Face Geometry Point Tracking
Luckily for us Juame Sanchez had developed this exact helper in the form of FaceMeshFaceGeometry. His library takes the landmark data from Tensorflow and creates a mesh geometry that can sit on top of a user’s face. It’s very well done. However, I was most interested in the ability to track points in the geometry and attach a 3D object to it. That way the 3D object would position, rotate, and scale itself to a user’s face. We wanted to place our REZZ goggles right on top of the user’s nose so I tracked the position of the nose by passing the appropriate points.
let track = faceGeometry.track(5, 45, 275)
And then positioned and rotated my Three.js goggles plane accordingly.
goggles.position.copy(track.position)
goggles.rotation.setFromRotationMatrix(track.rotation)
If you’re interested in scaling an object also, check out this pull request which I implemented into this project.
Finally, you might need to reposition the object slightly and to do this you can use the translate functions provided by Three.js.
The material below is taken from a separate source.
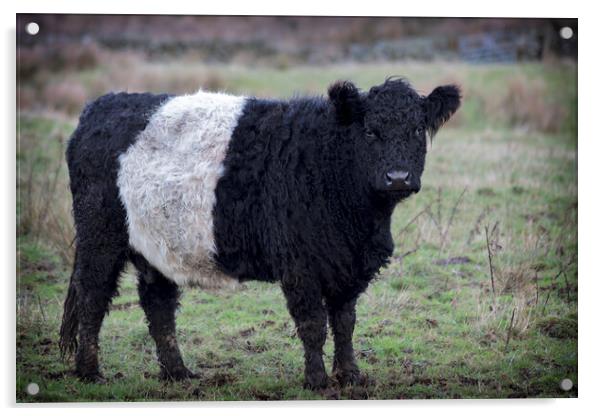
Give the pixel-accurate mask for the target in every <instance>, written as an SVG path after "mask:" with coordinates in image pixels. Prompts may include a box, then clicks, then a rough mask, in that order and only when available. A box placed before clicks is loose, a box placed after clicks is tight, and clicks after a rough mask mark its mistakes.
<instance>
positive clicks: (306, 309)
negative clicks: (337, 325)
mask: <svg viewBox="0 0 602 416" xmlns="http://www.w3.org/2000/svg"><path fill="white" fill-rule="evenodd" d="M312 283H313V282H312ZM314 285H315V286H312V284H311V283H309V284H307V285H306V284H302V283H301V282H299V283H293V284H283V285H282V290H283V292H284V295H285V297H286V302H287V306H288V310H289V312H290V314H291V316H292V317H293V319H294V321H295V325H296V326H297V334H298V335H299V338H301V341H302V342H303V348H304V349H305V384H304V386H305V387H306V388H310V389H312V390H316V389H320V388H324V387H326V386H327V384H328V377H327V375H326V370H325V369H324V360H323V358H322V356H323V354H324V353H323V350H322V348H323V347H324V343H325V342H326V333H327V329H326V319H327V318H326V309H325V308H324V305H323V303H322V295H321V290H320V288H319V287H318V286H317V283H314Z"/></svg>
I actually hooked up a dat.GUI to perfectly place my goggles object.
goggles.translateX(0)
goggles.translateY(0.2)
goggles.translateZ(0.25)
Goggles Canvas Texture
Our goggles object is actually just a Three.js plane but it uses a dynamic CanvasTexture to create the animated LED goggle effect. I worked out this animation beforehand in CodePen and you can check that out here. I liked creating this all in canvas
because it gave me more control over the aesthetic and speed of the goggle animation.
Neon Glow
You can’t have LED goggles without a bit of glow on the face and I think I touched a nerve on Twitter when I shared this experiment during development. In order to do this, I actually did end up using the faceGeometry
from Juame’s library to create a face mesh which sat on the user’s face. However, this mesh was given some THREE.AdditiveBlending
to make it blend into the face. I also used an alpha map to focus on the eye area and blend the edges a bit. Here’s that setup.
// Initialize mask alpha
let alphaMap = new THREE.TextureLoader().load('/alphaMap.jpg')// Initialize mask material
let material = new THREE.MeshPhongMaterial({
alphaMap: alphaMap,
blending: THREE.AdditiveBlending,
opacity: 0.9
})// Initialize mask
let mask = new THREE.Mesh(faceGeometry, material)
I then established a red directional light that would point at the mask area and give the face a red glow.
// Initialize light
let light = new THREE.DirectionalLight(0xFF0000, 0.25)// Add light to scene
scene.add(light)// Add light target
scene.add(light.target)// Set target to mask
light.target = mask
If I had some extra time and CPU resources, I could have created little lights for every LED on the goggles to give the lighting a more dynamic feel but this worked well enough.